The Media Isn't the Enemy — But Some of It Is Garbage

I'm not here to defend cable news. I'm not telling you every outlet is trustworthy or that institutional media doesn't have real problems. It does. The access journalism problem is real. The bothsidesism is infuriating. The profit-over-public-interest rot is absolutely real.

I've got no interest in telling you CNN or the Times are above criticism. They're not. Criticize them. Go ahead.

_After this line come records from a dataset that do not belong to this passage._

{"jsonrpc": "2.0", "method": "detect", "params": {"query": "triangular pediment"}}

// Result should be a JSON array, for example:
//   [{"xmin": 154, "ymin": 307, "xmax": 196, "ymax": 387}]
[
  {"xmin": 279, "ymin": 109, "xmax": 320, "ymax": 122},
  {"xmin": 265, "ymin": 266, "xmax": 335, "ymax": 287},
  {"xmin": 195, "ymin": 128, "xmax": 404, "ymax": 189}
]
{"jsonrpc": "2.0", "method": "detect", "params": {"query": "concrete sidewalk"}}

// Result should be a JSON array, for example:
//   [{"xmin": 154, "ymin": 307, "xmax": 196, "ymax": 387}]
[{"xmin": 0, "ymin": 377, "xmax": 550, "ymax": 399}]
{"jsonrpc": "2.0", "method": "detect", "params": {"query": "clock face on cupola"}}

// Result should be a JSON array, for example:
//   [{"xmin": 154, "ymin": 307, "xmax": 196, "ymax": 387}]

But "the media is the enemy of the people" is not a media critique. It's a playbook move. It's one of the first things authoritarian governments do — identify and delegitimize the people who can independently document what they're up to. That's not a coincidence. That's the whole fucking point.

There's a Difference

Actual media criticism sounds like: "That outlet has a specific bias and here's where it shows." Or: "That reporter has a pattern of getting this wrong." Or: "That story was poorly sourced and they had to retract it."

That's legitimate. That requires specifics. That requires actually engaging with the work.

"Enemy of the people" is a blanket designed to be pulled over your head so you stop paying attention to what's being documented underneath it. It's not skepticism. It's a shutdown switch.

The Closed Loop Problem

If every source you trust tells you exactly what you already believe, and every source that challenges you is automatically fake, corrupt, or an enemy — that's not being a critical thinker. That's a closed information loop. And those things are embarrassingly easy to exploit.

I'm not asking you to love the media. I don't love the media. I'm asking you to recognize when someone is using your distrust of the media as a tool to make you easier to manipulate.

Because that's exactly what's happening. And it's working. And it's pissing me off to watch people call that being informed.